やがて、桃子も我に返り、本日のおさらいとばかりに由美は、八日市のことを“よっくん”と呼び、自分も“ユミさん”と呼ばれるようになったことの顛末を、改めて語って聞かせる。
「………」
嬉々としてそれを語る由美とは対照的に、桃子の顔が、甘いものを食べさせられすぎたがゆえに“渋面”になっていたのは言うまでもない。
「……まあ、それにしても、本当に展開が早いわねえ」
八日市と由美が、思いがけない形で出会ってから、まだひと月とて経過していないのである。
「あとは、ズッコンバッコンだけね」
「も、桃子!」
「まあそれも、時間の問題か」
「も、もう!」
赤面していながら、以前ほどは強く桃子に当たることを由美はしなかった。おそらく、その気があるということなのだろう。
(由美、相当な“むっつりスケベ”だからねぇ)
品行方正で澄ました顔をしていようとも、“耳年増”であることは間違いないので、その辺りの興味は、人一倍その身体に宿していると、桃子は看破している。それに、由美が自慰をしているらしい息遣いを、ベッドの上で何度も耳にした。
「ちゃんと避妊しなよねー」
「だからっ」
「ふふっ……」
ただ、八日市と関わりを持つようになってから、由美はとても表情が活き活きとしてきた。バレー部の後輩たちに話を聞いてみても、最近の由美は、トスの切れ味が凄まじくなっており、かといって、アタッカーたちを振り回すようなものではなく、それぞれのタイミングにしっかりと呼吸を合わせた、地に足の着いたトス廻しになっているという。
(女として自信をつけてきたから、選手としての自信も、戻ってきたってところかな)
蓬莱桜子のアキレス腱断裂が、自分の責任だと未だに吹っ切れていない由美は、以来、自分を懐疑的に見るようになってしまった。要するに、自信をなくしていたのだ。
しかし、八日市に好かれることで、女としての自信を持ち始めたことが、彼女の中で揺らいでいた“一本の軸”を再び太いものにし、その安定を生み出したのだろう。

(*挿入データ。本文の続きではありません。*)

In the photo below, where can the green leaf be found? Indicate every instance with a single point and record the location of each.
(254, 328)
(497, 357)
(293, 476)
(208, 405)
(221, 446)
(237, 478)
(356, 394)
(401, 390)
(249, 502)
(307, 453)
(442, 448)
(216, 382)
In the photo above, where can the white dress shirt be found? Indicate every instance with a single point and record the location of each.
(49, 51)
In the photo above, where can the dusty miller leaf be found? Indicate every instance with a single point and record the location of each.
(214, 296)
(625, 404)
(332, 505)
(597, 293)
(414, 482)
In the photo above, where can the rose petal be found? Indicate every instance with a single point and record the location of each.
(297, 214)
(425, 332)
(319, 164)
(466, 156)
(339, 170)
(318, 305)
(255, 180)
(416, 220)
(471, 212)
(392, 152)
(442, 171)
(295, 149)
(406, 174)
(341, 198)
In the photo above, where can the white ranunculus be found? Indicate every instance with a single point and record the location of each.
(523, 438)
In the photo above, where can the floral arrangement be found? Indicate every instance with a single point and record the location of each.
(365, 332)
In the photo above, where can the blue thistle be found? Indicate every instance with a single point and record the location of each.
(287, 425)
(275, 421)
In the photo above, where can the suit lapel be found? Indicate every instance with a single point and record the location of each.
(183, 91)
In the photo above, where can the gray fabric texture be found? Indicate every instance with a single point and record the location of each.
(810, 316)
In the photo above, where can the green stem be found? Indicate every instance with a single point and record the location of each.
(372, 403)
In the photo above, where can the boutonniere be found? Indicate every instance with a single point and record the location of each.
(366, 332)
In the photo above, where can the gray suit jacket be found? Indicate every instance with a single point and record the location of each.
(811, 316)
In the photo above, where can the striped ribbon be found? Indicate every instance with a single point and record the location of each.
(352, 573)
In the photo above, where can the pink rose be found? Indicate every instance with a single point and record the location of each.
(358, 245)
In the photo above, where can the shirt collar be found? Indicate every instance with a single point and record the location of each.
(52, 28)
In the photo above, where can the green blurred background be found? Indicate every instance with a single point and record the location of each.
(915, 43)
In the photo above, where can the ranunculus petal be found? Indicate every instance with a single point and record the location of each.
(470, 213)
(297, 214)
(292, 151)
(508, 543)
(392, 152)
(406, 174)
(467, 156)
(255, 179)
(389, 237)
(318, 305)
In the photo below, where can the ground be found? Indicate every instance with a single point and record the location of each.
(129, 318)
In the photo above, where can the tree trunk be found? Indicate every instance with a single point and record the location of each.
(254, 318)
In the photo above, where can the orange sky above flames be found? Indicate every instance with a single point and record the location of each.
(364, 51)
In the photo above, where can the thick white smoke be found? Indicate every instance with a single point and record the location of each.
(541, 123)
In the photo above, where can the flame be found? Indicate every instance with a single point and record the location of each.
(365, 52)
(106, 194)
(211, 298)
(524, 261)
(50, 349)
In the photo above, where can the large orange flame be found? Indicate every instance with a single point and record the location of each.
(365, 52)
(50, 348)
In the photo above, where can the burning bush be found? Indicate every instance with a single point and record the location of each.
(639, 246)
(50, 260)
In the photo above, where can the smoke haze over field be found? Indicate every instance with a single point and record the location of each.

(これでズコバコしたら、もっとすごいことになりそう)
文字通り、女として一皮剥ければ、由美はさらに、選手としても一回り大きくなるだろう。そうすれば、候補止まりだった日本代表にも、正式に選手として呼ばれるに違いない。
(あたしは、それが見たいんだからさ)
それは、桃子自身が怪我で断念せざるを得なかった、新しい“夢の容”の表れでもあった。
「桃子?」
「ん? どうかした?」
「いえ、急に静かになったから……」
「んー」
いつの間にか、物思う姿を由美に見せていたらしいことに気づく。
「“よっくん”と“ユミさん”が、どんなふうにズコバコしてるのか、想像してたのよ。まあ、いやらしい。前の方から、あんなことして……後ろの方から、こんなことして……。ああ、いやらしい、いやらしい」
「や、やめなさいよぉぉぉぉぉ!!」
桃子の壁パンチとは比べ物にならないくらいの絶叫が、女子寮の中に響き渡った。